IBM’s lowercase watsonx.data capitalizes on lakehouses

Published thu 11 May 2023 // 13:17 UTC

IBM has unveiled its watsonx.data datastore using lakehouse uderpinnings to run multiple query engines for AI and analytics workloads, and claims this can cut data warehouse costs by up to 50 percent.

This datastore is the core part of an overall watsonx AI and data platform launched at the IBM Think event, and include an AI development studio. IBM says watsonx.data’s lakehouse bridges the gap between data warehouses and data lakes, offering the flexibility of a data lake with the performance and structure of a data warehouse.

BANDF AD

The announcement comes bundled with quotes from Intel and Cloudera but not, oddly, IBM. This is a partnership-focused release.

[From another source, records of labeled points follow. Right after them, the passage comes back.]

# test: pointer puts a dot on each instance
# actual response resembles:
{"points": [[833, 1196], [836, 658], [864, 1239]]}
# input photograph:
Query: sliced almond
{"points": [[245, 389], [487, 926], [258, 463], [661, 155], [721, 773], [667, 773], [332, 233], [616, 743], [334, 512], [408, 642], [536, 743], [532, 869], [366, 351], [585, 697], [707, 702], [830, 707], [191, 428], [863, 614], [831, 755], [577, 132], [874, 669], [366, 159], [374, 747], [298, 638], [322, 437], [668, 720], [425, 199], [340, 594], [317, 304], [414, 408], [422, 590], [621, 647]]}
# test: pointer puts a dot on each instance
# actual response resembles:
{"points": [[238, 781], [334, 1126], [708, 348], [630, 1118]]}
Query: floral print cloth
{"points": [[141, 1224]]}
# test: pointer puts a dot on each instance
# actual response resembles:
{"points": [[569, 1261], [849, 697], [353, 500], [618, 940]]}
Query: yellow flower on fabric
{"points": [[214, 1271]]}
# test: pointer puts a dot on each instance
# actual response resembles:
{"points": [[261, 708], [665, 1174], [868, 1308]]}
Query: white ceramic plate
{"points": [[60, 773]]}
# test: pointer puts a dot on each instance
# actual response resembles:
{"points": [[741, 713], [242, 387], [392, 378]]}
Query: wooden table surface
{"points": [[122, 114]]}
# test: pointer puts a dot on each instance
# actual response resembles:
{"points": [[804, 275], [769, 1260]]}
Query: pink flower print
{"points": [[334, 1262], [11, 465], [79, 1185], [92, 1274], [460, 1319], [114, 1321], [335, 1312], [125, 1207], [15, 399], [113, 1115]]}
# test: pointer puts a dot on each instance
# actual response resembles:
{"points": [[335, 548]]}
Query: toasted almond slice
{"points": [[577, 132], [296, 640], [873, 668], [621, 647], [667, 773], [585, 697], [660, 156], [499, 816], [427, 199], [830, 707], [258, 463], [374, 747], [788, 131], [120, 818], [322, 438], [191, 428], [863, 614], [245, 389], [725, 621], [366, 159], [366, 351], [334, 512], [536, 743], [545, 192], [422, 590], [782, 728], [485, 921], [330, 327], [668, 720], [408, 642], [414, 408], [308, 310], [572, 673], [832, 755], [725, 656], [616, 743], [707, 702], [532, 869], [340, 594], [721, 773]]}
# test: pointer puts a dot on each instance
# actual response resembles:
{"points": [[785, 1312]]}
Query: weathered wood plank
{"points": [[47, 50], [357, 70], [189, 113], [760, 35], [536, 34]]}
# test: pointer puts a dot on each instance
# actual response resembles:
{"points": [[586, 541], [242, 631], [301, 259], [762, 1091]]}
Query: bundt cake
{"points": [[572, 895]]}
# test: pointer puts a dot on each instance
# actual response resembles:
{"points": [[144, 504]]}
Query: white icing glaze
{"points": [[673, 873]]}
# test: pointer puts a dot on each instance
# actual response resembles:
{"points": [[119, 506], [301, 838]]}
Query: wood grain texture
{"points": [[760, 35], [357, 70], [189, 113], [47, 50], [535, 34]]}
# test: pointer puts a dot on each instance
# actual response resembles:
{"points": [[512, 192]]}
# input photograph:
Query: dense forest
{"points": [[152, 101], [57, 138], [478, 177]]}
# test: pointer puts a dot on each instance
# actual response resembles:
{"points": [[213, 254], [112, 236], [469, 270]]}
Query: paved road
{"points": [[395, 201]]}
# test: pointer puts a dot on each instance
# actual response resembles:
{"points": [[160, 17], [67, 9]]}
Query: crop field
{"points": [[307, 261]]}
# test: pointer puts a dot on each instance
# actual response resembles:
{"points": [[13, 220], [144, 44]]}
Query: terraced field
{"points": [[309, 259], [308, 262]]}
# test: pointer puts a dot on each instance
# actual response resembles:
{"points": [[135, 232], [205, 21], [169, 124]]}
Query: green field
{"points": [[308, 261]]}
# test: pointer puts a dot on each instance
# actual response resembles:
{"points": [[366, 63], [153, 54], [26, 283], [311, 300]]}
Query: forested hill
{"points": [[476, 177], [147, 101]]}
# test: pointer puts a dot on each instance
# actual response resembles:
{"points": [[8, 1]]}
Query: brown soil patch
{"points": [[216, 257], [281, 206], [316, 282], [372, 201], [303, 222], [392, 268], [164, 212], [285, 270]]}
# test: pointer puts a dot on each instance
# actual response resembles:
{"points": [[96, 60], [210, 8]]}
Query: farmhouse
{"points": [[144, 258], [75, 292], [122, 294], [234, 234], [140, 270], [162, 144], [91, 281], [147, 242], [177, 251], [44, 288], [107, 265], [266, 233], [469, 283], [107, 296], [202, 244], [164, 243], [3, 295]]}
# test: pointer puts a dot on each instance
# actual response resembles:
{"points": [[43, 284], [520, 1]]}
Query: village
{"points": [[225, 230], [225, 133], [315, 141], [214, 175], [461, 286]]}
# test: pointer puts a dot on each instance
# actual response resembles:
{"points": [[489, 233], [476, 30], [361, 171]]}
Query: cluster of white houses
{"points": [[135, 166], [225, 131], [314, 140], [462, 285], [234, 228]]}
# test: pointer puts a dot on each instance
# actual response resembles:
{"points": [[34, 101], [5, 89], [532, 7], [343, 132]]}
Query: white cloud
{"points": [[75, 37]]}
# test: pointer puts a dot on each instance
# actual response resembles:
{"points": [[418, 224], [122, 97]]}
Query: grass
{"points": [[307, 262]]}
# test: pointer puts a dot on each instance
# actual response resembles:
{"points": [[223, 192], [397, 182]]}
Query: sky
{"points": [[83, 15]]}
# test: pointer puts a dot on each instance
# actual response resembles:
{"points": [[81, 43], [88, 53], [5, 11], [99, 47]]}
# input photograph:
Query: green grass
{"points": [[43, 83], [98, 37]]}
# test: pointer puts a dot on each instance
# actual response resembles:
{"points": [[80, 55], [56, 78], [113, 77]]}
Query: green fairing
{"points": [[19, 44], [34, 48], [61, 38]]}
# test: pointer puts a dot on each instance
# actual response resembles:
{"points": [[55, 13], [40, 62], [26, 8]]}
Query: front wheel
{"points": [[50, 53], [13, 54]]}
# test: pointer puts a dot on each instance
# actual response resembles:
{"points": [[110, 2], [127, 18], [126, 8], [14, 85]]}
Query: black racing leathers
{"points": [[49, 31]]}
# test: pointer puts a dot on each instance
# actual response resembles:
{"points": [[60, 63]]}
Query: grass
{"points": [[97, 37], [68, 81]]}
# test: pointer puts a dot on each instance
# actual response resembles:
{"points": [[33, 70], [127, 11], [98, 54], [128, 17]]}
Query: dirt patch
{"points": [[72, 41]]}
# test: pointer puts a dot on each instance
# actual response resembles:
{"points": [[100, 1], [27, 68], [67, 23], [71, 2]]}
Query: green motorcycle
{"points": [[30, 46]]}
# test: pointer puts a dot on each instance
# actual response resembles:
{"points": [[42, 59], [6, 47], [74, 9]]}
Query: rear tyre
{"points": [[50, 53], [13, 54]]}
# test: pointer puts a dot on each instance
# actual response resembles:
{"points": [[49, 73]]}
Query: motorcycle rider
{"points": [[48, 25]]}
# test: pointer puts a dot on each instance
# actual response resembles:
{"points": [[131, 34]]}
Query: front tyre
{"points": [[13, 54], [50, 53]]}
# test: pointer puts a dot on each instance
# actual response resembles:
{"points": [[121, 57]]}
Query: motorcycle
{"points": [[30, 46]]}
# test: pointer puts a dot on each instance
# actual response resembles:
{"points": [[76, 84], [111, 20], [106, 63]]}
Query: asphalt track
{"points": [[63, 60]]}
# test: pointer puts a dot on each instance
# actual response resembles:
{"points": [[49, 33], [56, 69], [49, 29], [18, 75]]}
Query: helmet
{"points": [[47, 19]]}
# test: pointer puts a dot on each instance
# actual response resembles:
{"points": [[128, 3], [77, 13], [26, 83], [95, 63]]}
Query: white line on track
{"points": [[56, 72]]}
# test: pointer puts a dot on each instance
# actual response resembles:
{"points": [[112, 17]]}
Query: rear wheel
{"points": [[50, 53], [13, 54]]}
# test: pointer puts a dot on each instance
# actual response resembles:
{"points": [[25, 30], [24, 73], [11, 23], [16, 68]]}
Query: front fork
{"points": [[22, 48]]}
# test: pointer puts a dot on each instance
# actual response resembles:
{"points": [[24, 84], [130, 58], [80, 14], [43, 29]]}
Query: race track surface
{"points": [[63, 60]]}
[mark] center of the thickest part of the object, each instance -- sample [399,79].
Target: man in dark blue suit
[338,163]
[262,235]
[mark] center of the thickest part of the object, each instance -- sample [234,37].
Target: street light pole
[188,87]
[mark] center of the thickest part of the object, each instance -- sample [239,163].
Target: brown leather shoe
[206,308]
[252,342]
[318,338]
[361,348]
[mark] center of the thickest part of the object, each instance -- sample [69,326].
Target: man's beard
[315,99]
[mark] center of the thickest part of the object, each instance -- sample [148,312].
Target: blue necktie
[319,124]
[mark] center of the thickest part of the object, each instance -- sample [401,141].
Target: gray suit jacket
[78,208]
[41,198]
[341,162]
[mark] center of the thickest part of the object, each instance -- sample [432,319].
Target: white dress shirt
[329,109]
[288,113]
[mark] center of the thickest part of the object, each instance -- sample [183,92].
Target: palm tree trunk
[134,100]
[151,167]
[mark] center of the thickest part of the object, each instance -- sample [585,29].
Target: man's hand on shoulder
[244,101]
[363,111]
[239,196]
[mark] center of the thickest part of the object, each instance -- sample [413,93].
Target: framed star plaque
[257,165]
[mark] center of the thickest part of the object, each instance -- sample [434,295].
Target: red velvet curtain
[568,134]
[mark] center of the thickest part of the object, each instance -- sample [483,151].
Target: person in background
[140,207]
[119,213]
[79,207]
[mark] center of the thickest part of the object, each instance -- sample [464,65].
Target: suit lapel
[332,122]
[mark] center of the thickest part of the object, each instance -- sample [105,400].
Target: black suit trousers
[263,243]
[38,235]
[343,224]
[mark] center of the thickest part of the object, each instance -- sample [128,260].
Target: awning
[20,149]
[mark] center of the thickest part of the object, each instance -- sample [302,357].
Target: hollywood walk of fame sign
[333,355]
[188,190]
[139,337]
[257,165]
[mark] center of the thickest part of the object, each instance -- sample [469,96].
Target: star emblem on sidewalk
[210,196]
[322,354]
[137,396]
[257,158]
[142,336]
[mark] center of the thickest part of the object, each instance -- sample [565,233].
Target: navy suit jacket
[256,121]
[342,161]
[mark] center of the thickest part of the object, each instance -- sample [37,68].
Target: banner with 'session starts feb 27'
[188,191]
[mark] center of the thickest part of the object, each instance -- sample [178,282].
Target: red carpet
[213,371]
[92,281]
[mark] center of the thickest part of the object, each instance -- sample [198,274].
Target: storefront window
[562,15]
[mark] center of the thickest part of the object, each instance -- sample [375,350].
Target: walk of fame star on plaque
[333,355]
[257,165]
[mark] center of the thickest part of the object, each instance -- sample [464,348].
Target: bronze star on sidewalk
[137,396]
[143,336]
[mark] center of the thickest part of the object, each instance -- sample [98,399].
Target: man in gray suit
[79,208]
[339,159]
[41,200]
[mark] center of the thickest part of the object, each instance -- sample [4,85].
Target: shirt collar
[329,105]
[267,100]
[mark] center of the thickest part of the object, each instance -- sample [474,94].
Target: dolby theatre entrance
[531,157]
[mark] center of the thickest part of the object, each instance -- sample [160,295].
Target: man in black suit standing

Das Kamhout, VP and Senior Principal Engineer of the Cloud and Enterprise Solutions Group at Intel, said: “We recognize the importance of watsonx.data and the development of the open-source components that it’s built upon. We look forward to partnering with IBM to optimize the watsonx.data stack, achieving breakthrough performance through our joint technological contributions to the Presto open-source community.”

watsonx.data runs on-premises or in public clouds like AWS. The lakehouse underneath can contain both structured and unstructured data. It can support open data formats, such as Apache Parquet and Avro, and table formats like Apache Iceberg. This is open source software for enabling SQL commands to work on petabyte-scale analytic tables. Underneath this can be object storage.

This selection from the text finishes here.